Pierre-Jules Renard, dit Jules Renard, né à Châlons-du-Maine (Mayenne) le 22 février 1864 et décédé le 22 mai 1910 à Paris, est un écrivain français.
« Vous revendez trois mille francs ce que vous avez eu pour cinq cents, et vous dites, très tranquille : "c'est une affaire". Mais non ! c'est un vol. »
« L'emportement de la satire est inutile : il suffit de montrer les choses telles qu'elles sont. Elles sont assez ridicules par elles-mêmes. »
« L'esprit est à peu près, à l'intelligence vraie, ce qu'est le vinaigre au vin solide et de bon cru : breuvage des cerveaux stériles et des estomacs maladifs. »
« Scrupule. Poids léger qui suffit à faire pencher une balance. »
« La justice est gratuite. Heureusement elle n'est pas obligatoire. »
« Je n'ai plus l'âge de mourir jeune. »
« Qu'est-ce que cette étoile ? Et on lit son nom dans un livre, et on croit la connaître. »
« Notre opinion, c'est la moyenne entre ce que nous disons à l'auteur et ce que nous disons à ses amis. »
« Au premier sourire de n'importe quelle femme, je serais perdu. Heureusement je suis laid. Elles ont un peu peur, et aucune ne m'écrit. »

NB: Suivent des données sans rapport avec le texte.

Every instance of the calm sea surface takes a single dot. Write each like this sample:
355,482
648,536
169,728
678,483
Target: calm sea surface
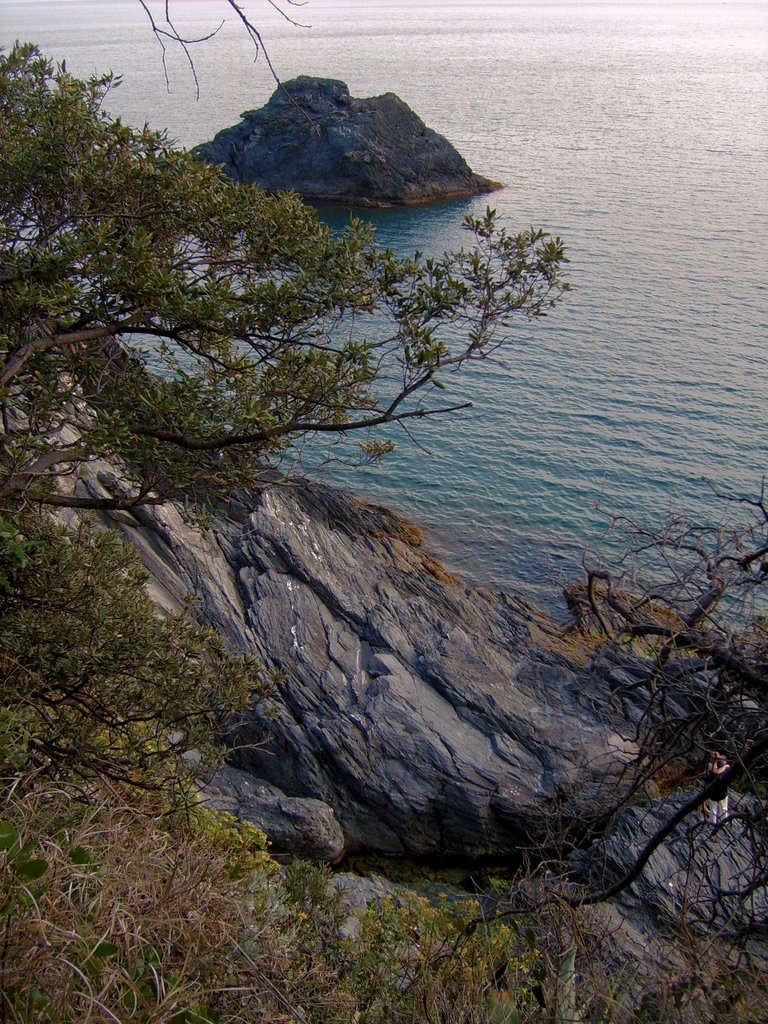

« C'est une duperie que de s'efforcer d'être bon. Il faut naître bon, ou ne s'en mêler jamais. »
« Entre le berger et son chien, il n'y a qu'une différence d'humanité, que sauterait une puce. »
« Le cœur d'une femme est un noyau de pêche. On la mord à pleine bouche, et, tout à coup, on se casse les dents. »
« Ne jamais être content : tout l'art est là. »
« Un instrument qu'on ne remplace pas et qu'on ne perfectionne guère : c'est la charrue. »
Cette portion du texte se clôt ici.